There is still more work to do. We have made that clear. This is not the agreement we would have negotiated. I am still very concerned about investor-state dispute settlement clauses that give foreign corporations the right to sue the Australian government for decisions we make to improve the welfare of Australians—a clause that we are seeing in operation right now, with the Hong Kong arm of Philip Morris suing the Australian government. We would not have negotiated that. The Labor Party's policy is not to include ISDS in free trade agreements, and our policy is to remove it where possible. We would not have negotiated it.

This whole tawdry episode has demonstrated the need for more reform around 457 visas to avoid exploitation. We need genuine labour market testing that demonstrates that Australian workers have been offered real opportunities to apply for the work first. We need adequate market rates of pay—not a tick and flick exercise—where there is genuine exploration as to the market rate of pay the Australian employer should pay. Also, we need genuine enforcement. There are 300 inspectors in the Fair Work inspectorate, who are tasked with overseeing the entire industrial relations system of this country, including the 457 visa system. That is simply insufficient. We need to employ more inspectors. To fund that, I would argue that we should go to a full cost-recovery for the fees that we charge 457 visa applicants, because the Australian people need to have confidence in the 457 visa system. I support the system, but it should be there to allow Australian employers to fill short-term skills gaps. It should be there to fill genuine gaps. To do that the Australian people need to have confidence, a) that Australians are not interested in the jobs, b) that market rates of pay will be paid, and, c) that there will be adequate enforcement and oversight so that we do not see the abuses that all too often come to light.

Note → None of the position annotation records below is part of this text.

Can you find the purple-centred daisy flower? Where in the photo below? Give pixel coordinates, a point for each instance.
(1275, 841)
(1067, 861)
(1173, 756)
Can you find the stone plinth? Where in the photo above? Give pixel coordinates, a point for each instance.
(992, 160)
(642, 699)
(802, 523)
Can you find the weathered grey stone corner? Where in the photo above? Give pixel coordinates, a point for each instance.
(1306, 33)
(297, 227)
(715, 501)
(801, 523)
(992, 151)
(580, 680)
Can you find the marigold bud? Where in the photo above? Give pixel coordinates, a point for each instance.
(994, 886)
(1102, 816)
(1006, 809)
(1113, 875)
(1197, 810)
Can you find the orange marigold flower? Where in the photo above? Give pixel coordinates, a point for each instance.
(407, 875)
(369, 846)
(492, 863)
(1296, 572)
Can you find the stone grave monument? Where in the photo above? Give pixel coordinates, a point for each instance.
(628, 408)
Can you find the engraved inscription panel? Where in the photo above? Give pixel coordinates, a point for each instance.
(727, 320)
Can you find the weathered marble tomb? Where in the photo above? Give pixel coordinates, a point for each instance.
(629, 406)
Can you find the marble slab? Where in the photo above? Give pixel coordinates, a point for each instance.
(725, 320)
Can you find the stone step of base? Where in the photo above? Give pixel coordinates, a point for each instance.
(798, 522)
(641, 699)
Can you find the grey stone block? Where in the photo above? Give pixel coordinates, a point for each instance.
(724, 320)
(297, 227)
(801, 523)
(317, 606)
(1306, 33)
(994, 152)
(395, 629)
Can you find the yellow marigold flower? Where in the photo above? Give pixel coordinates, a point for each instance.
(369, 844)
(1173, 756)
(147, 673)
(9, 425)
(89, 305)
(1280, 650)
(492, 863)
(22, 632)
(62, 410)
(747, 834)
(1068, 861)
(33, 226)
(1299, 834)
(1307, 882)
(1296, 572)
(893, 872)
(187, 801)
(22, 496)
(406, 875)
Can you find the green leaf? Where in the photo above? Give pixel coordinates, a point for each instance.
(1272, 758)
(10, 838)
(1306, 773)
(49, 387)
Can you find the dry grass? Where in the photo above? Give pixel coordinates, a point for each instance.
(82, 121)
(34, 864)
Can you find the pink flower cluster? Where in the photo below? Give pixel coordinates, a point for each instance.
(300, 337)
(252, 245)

I acknowledge that the last Labor government moved on the 457 visa area. They made significant improvements, but it was not enough. So I am not saying this is a partisan issue. More needs to be done, no matter who is in power. We need to have a sophisticated trade debate. I support trade liberalisation, where there are adequate safeguards for the environment and for the labour movement. The interjections from the other side show just how incompetent they are. They fall into slogans about Paris and everything else. I support trade liberalisation, but it must be done in a way that does not impugn the sovereignty of the Australian government, does not affect labour safeguards, and does not undermine our environmental sovereignty. I will be very interested in reading the Trans-Pacific Partnership text to see what those provisions are, because I know the United States government insisted on them.

So, let's escape from these superficial slogans. Let's have a fair dinkum debate about trade. I support high-quality trade agreements that do not merely divert trade. But, unfortunately, under the coalition government we have seen too many tick and flick exercises where harbour bridges have been sold—Minister Robb. We have seen the USFTA over-promise and under-deliver and the Thai FTA over-promise and under-deliver, and I am hoping the China-Australia Free Trade Agreement does not fall into the same gap. I am not talking from a rabid lefty point of view. I am voicing the concerns of the Productivity Commission, for example, and I am voicing the concerns of the Crawford School at the ANU—so it is hardly rabid left-wingers. I will vote for the China-Australia Free Trade Agreement enabling legislation, because, as amended by Labor's negotiations, it is a satisfactory agreement that I am satisfied will have employment outcomes for Australians, but it must not be done with increasing exploitation of foreigners or by undermining Australian wages and conditions.